Any of these factors may help to explain why a particular teenager cuts. But each teenager also has unique feelings and experiences that play a role. Some who cut might not be able to explain why they do it. Regardless of the factors that may lead a teenager to self-injure, cutting isn't a healthy way to deal with even the most extreme emotions or pressures.

What can moms & dads and teenagers do about self-injury?

Moms & dads are encouraged to talk with their kids about respecting and valuing their bodies. Moms & dads should also serve as role models for their teenagers by not engaging in acts of self-harm. Some helpful ways for adolescents to avoid hurting themselves include learning to:

· accept reality and find ways to make the present moment more tolerable.

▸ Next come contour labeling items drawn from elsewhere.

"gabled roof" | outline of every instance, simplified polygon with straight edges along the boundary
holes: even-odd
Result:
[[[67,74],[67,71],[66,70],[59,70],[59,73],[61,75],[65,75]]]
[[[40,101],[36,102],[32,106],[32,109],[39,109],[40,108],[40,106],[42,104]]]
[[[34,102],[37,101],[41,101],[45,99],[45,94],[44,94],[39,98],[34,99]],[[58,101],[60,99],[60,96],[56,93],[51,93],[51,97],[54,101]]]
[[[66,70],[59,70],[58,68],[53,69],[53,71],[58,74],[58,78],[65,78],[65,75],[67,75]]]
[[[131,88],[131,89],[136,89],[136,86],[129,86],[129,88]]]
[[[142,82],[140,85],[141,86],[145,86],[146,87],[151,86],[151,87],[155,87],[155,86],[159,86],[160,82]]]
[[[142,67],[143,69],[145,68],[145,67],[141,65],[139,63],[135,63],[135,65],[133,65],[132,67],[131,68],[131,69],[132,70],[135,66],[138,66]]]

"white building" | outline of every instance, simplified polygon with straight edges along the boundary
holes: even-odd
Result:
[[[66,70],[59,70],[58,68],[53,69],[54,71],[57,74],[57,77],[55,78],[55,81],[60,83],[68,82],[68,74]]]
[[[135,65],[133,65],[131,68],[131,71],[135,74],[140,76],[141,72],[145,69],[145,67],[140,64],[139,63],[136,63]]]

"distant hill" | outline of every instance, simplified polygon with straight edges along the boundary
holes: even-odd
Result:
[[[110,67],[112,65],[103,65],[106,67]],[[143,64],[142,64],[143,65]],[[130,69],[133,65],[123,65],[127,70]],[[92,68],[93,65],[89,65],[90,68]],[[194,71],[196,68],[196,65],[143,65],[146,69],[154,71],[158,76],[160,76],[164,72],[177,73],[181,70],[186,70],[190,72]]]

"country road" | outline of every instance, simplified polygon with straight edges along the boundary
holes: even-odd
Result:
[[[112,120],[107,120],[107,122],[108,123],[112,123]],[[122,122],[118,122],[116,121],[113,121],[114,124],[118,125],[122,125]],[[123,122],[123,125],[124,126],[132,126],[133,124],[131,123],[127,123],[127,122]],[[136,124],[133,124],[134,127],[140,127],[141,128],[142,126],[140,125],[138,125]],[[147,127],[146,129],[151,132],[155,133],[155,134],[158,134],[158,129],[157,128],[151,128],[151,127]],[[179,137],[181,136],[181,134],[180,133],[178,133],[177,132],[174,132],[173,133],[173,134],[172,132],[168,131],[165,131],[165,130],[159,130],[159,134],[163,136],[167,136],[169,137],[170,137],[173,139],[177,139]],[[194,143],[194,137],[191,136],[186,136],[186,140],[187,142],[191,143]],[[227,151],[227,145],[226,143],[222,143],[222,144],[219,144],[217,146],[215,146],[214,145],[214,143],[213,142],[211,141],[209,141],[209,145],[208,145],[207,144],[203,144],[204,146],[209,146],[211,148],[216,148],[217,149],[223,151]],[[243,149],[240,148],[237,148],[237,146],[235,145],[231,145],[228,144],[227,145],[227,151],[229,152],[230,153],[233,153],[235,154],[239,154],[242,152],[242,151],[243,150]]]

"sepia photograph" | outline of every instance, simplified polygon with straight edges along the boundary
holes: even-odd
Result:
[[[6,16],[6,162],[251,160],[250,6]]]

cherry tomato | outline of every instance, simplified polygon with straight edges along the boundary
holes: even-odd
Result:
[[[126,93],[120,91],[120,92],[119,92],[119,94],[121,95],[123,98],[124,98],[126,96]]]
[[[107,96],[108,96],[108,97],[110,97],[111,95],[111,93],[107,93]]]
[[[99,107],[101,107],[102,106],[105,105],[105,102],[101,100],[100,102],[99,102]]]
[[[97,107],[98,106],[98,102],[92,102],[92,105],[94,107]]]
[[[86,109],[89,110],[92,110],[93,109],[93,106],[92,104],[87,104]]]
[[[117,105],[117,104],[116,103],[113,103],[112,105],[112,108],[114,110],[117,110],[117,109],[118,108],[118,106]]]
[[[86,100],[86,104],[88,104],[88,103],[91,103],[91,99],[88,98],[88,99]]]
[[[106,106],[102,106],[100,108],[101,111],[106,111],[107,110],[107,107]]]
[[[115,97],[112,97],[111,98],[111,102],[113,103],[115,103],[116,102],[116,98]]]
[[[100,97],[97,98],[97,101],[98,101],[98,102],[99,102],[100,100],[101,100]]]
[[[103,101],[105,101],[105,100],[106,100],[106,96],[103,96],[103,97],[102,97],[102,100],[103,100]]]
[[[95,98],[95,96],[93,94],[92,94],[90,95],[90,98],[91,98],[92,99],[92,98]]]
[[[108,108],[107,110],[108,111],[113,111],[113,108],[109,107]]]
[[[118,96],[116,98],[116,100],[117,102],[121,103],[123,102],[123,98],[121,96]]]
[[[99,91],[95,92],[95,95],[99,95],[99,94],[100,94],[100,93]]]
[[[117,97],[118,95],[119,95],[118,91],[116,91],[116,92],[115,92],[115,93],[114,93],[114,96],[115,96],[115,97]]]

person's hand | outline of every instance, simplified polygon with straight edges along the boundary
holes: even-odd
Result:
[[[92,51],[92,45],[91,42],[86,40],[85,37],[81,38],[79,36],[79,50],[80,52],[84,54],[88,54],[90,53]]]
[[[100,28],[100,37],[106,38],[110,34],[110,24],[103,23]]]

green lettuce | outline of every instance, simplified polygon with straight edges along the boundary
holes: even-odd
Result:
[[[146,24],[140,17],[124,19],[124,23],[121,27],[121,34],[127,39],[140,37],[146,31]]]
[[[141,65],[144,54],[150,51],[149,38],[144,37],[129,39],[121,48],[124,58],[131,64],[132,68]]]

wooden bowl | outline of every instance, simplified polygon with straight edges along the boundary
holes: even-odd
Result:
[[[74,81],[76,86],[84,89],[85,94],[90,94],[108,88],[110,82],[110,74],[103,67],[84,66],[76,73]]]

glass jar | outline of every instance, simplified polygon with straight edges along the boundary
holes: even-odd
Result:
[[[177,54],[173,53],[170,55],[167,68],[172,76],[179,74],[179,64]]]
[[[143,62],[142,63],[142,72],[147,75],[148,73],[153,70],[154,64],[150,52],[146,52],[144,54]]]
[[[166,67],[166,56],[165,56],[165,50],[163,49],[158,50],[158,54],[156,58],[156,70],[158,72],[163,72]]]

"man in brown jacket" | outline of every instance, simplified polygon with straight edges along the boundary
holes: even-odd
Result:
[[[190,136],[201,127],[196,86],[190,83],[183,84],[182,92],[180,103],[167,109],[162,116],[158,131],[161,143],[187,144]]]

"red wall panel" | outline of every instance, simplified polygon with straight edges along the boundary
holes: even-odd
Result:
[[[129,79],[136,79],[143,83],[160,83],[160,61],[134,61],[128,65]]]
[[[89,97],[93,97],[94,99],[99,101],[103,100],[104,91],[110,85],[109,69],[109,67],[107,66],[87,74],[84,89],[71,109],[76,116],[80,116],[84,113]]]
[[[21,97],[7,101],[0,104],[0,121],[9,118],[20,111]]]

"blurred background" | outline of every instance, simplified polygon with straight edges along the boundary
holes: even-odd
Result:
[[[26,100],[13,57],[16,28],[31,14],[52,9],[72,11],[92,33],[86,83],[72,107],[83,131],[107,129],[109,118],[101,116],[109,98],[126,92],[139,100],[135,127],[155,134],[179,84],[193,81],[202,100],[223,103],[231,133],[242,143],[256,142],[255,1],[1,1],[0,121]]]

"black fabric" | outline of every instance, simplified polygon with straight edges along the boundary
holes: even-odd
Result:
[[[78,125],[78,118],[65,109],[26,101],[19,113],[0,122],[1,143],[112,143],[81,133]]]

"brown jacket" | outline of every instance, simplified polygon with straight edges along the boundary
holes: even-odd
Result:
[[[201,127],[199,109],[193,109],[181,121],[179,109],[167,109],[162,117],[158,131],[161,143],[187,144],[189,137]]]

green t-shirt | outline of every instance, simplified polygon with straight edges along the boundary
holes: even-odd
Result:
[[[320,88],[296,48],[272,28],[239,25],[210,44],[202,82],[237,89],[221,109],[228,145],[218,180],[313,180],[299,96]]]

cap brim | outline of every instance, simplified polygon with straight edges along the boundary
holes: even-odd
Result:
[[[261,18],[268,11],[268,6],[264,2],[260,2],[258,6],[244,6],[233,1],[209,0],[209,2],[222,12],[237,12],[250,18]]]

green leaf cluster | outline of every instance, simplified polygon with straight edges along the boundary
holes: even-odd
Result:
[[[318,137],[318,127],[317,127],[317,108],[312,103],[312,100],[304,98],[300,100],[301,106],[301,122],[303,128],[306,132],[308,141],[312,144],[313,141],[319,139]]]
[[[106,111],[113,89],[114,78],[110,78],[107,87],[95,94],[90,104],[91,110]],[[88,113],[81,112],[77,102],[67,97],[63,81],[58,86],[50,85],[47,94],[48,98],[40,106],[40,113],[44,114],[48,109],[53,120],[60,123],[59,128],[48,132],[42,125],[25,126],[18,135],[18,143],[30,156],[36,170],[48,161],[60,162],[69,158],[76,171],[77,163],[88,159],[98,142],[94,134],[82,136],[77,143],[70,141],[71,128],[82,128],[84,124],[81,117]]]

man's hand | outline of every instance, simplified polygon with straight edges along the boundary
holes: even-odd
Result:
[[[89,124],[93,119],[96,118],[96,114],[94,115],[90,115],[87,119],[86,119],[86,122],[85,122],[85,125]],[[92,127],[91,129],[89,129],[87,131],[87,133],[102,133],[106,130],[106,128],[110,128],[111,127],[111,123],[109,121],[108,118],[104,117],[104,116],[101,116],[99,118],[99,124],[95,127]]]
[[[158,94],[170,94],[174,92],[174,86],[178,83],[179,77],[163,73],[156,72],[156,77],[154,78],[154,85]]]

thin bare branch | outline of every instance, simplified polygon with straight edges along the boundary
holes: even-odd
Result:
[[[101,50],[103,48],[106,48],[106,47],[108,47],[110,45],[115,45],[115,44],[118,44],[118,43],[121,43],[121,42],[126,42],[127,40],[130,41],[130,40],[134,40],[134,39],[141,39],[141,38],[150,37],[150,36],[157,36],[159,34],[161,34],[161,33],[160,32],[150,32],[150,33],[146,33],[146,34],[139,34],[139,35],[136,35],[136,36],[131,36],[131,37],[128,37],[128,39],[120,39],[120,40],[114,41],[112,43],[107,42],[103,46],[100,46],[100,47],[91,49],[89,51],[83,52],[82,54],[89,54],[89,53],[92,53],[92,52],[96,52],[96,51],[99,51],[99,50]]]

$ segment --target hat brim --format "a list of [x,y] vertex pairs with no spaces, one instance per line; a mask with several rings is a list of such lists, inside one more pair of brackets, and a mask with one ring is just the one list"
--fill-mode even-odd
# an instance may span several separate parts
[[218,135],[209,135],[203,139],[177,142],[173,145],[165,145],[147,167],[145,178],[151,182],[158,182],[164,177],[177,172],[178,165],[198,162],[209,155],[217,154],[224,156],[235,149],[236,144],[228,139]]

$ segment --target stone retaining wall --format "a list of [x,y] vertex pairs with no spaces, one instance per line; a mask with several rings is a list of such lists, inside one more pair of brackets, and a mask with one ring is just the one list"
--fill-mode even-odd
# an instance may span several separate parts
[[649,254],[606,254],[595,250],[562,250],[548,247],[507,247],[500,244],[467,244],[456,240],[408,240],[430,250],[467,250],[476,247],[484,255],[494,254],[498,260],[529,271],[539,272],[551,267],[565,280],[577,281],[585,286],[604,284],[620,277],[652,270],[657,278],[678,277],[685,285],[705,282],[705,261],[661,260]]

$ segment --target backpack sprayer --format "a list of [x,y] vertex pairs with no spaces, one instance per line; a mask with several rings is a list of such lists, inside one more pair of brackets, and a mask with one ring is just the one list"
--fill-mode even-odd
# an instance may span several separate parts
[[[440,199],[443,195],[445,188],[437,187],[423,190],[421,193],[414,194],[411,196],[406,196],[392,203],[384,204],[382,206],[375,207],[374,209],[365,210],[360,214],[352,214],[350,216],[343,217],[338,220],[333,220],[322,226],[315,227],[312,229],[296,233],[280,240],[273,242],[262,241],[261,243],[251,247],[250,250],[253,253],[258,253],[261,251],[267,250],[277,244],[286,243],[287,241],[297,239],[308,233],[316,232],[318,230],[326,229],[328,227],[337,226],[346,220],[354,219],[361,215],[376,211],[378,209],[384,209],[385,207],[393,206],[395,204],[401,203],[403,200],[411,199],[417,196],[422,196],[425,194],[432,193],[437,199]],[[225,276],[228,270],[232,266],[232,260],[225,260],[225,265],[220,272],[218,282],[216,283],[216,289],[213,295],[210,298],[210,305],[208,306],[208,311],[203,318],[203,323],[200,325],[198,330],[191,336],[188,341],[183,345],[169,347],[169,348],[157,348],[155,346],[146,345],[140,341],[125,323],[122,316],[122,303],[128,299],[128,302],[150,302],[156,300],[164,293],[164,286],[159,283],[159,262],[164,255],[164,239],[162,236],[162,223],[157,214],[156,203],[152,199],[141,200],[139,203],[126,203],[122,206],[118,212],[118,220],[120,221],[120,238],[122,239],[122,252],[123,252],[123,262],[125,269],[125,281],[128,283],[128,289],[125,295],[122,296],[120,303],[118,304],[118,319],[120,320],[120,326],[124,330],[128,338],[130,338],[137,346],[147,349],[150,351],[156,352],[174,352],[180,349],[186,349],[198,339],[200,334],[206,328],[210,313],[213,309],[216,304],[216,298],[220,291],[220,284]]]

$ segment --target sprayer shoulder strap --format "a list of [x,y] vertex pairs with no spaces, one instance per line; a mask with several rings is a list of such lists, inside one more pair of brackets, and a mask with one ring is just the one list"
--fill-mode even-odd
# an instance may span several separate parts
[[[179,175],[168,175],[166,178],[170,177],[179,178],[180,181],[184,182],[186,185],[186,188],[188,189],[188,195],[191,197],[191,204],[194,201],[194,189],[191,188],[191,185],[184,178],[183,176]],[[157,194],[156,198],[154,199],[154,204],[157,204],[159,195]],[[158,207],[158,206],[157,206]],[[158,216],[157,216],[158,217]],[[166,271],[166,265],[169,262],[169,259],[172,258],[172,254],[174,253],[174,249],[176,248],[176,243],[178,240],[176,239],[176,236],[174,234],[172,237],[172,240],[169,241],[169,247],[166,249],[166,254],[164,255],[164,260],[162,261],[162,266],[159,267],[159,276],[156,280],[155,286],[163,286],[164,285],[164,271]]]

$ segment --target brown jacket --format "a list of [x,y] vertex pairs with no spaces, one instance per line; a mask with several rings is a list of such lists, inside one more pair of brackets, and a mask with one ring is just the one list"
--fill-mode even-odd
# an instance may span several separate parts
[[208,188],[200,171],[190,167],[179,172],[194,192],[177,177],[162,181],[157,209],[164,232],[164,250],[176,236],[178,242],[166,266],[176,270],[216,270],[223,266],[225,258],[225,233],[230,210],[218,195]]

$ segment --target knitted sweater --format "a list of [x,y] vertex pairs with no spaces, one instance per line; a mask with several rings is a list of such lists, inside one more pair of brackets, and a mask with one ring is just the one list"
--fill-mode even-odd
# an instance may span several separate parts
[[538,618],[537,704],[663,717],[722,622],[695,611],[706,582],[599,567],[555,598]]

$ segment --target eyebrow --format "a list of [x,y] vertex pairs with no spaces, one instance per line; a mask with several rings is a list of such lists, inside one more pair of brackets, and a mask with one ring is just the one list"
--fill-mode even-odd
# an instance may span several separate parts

· develop better social skills.

· distract themselves from feelings of self-harm (for example, counting to ten, waiting 15 minutes, saying "NO!" or "STOP!," practicing breathing exercises, journaling, drawing, thinking about positive images, using ice and rubber bands)

· identify feelings and talk them out rather than acting on them.

· practice positive stress management.

· soothe themselves in a positive, non-injurious, way.

· stop, think, and evaluate the pros and cons of self-injury.

Confronting Cutting—

Some adolescents call attention to their self-injury. Or if the SI requires medical attention, that might be a way others find out. But many adolescents cut for a long time before anyone else knows. Some adolescents eventually tell someone about their self-injury — because they want help and want to stop, or because they just want someone to understand what they're going through.

It can take courage and trust to reach out. Many adolescents hesitate to tell others because they fear being misunderstood, or worry that someone might be angry, upset, disappointed, shocked, or judgmental. Some adolescents confide in friends, but ask them not to tell. This can create burden and worry for a friend who knows.

If confronted about the cutting, adolescents can respond in different ways, depending partly on the teenager and partly on the how they were approached by it. Some might deny the cutting, while others might admit to it, but deny that it's a problem. Some might get angry and upset or reject efforts to help. Some adolescents are relieved that someone knows, cares, and wants to help.

Bringing a Halt to Cutting—

Whether or not anyone else knows or has tried to help, some adolescents cut for a long time before they try to stop. For adolescents whose cutting is part of another mental health condition, professional help is usually necessary. Sometimes cutting or another symptom leads to a teenager's admission to a mental health hospital or clinic. Some adolescents have more than one hospital stay for self-injury before they feel ready to accept help for cutting or other problems.

Some adolescents find a way to stop cutting on their own. This might happen if a teenager finds a powerful reason to stop (such as realizing how much it hurts a friend), receives needed support, or finds ways to resist the powerful urge to cut. To stop cutting, a person also needs to find new ways to deal with problem situations and regulate emotions that feel overwhelming. This can take time and often requires the help of a mental health professional.

It can be difficult to stop cutting and a teenager might not succeed at first. Some people stop for a while and then start cutting again. It takes determination, courage, strength — as well as support from others who understand and care — to break this powerful habit.